After being viciously outed by the press, her career crumbled. Later, an acrimonious divorce led to a court annulling her marriage, legally declaring she was not a woman. This personal devastation fueled her public fight, transforming her into a tireless advocate who was instrumental in the fight for the UK’s Gender Recognition Act. Her story is the film’s baseline for reality, a stark depiction of the price paid for living openly.
The Armor of Ambiguity
The documentary then pivots to its namesake, Amanda Lear, and the entire cinematic language shifts. The historical certainty of Ashley’s narrative gives way to a fascinating and tense contemporary dialogue between Lear and the director. In these interviews, Lear is a masterful performer.
We see her public life as a model, a muse to Salvador Dalí, and a European pop star, but she staunchly refuses to acknowledge any life before fame. When Drucker presents evidence of her past as Peki d’Oslo, an artist from the Le Carrousel scene, Lear dismisses it with a wave of her hand. She insists she has forgotten; she claims no memory of the people or places that connect her to Ashley.
Her denials are so persistent they border on the theatrical. Yet, the film doesn’t frame this as a simple deception. Instead, it positions her evasiveness as a carefully constructed shield. Ashley was punished for her truth, but Lear thrived within her ambiguity, deflecting invasive questions from the media for decades. Her unwavering control over her own story becomes a different kind of survival tactic, a fortress built of mystery that no one could breach.
Defining One’s Own Legend
The structural brilliance of Enigma is in its refusal to pick a side.
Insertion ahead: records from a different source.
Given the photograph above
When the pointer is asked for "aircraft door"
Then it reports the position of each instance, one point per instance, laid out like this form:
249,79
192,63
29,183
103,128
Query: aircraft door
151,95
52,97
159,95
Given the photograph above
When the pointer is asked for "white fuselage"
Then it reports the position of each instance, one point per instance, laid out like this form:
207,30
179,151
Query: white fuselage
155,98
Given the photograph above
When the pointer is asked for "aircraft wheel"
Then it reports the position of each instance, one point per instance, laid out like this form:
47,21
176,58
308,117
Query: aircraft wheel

By placing Ashley’s painful honesty directly against Lear’s defiant obscurity, Drucker creates a powerful conversation about what it means to be a pioneer.
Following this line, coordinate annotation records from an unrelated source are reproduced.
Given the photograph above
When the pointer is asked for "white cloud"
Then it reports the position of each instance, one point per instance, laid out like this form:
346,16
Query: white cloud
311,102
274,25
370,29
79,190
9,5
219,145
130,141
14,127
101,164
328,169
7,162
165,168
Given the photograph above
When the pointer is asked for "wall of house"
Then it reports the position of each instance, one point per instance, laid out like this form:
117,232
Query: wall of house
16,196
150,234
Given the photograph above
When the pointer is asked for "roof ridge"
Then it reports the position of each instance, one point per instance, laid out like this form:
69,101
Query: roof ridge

The difference in their choices illuminates the impossible situations that trans people have long faced. This reaches a potent peak when Drucker, herself a trans woman, tells Lear that she was a personal inspiration, that her mystique offered its own kind of hope. Lear remains unmoved, secure in the narrative she has maintained for over half a century.
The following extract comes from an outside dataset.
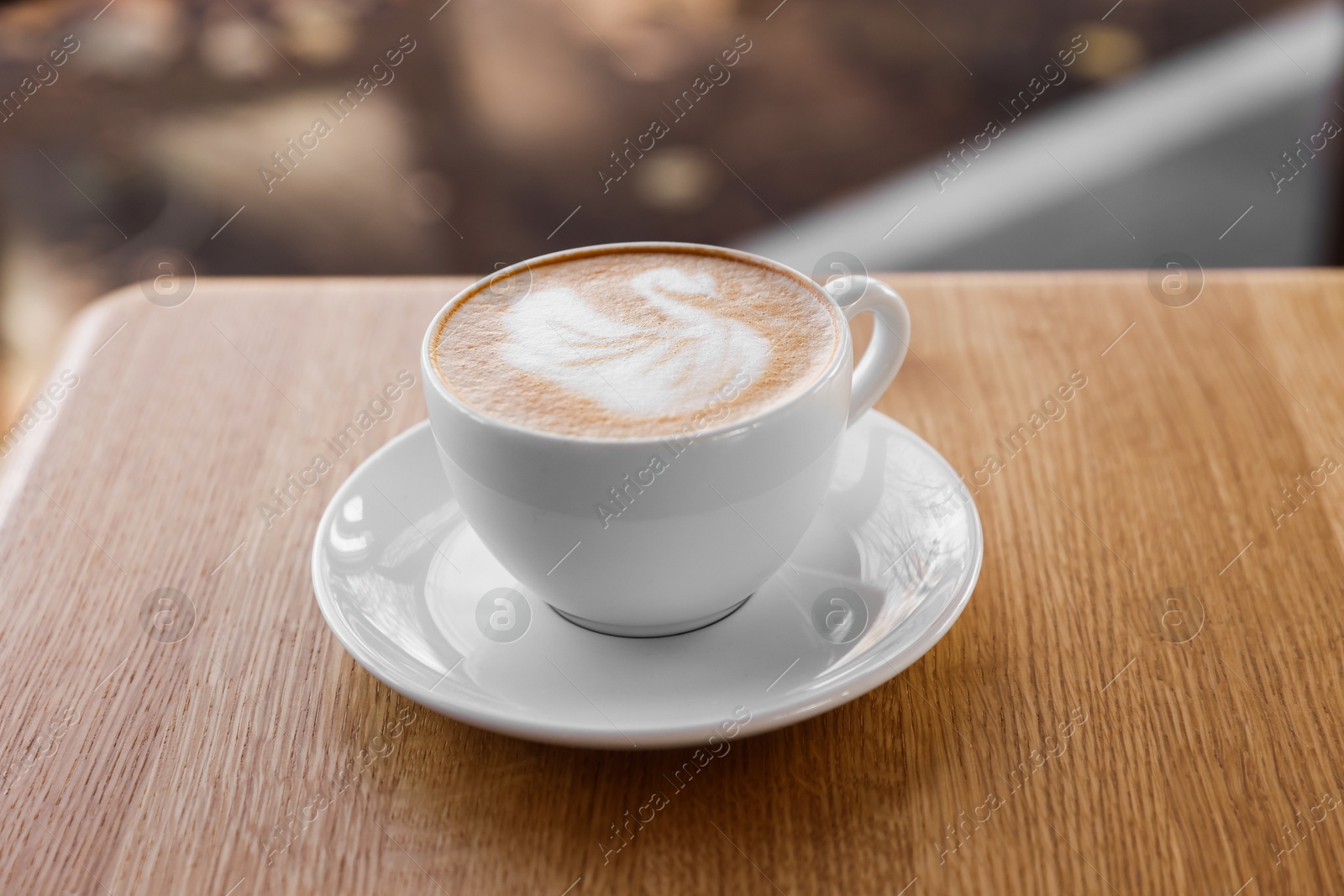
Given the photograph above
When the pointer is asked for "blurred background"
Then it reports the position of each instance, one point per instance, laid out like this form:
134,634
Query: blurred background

The film doesn’t demand a confession from her. It suggests that Ashley’s public battle and Lear’s private defiance are both legitimate responses to a hostile world. One chose to change the world by revealing her truth, while the other protected her truth by changing her story. Enigma leaves you with a profound respect for the right of every person to forge their own legend.
Enigma premiered at the 2025 Sundance Film Festival on January 28, 2025. It was released in the United States on June 24, 2025, by HBO. “Enigma” is available for streaming on Max (formerly HBO Max). It can also be viewed on Apple TV, Amazon Prime Video, Hulu, and Sling TV.
Full Credits
Director: Zackary Drucker
Producers: Madison Passarelli, Noah Levy, Donovan Lovell, Stephen B. Strout, Douglas Banker, Alex Garinger
Executive Producers: Zackary Drucker, Dan Cogan, Liz Garbus, Jon Bardin, Kate Barry, Addison Mehr, Edward Sanders, Nancy Abraham, Lisa Heller, Tina Nguyen
Cast: April Ashley, Amanda Lear, Rebecca Root, Marie-Pierre Pruvot, Allanah Starr, Morgan M. Page, Dolly Van Doll
Director of Photography (Cinematographer): Clément Beauvois
Editor: Claire Didier
Composer: Danny Bensi, Saunder Jurriaans, James Newberry
The Review
Enigma
Enigma is a masterfully constructed documentary that forgoes easy answers in favor of profound questions. Its power lies in the structural decision to contrast two lives, presenting both radical honesty and defiant secrecy as valid, courageous forms of survival. By refusing to declare a single "truth," the film honors the right of every individual to write their own story in the face of a hostile world. It’s a thoughtful, resonant, and essential piece of filmmaking that examines the very mechanics of identity.
PROS
- Brilliant dual-narrative structure contrasting its two subjects.
- Deep, thoughtful exploration of trans identity, history, and survival.
- Fascinating and tense interview sequences with Amanda Lear.
CONS
- Pacing is slightly slow before the central focus on the two women solidifies.
- The direct questioning of Amanda Lear's identity might make some viewers uncomfortable.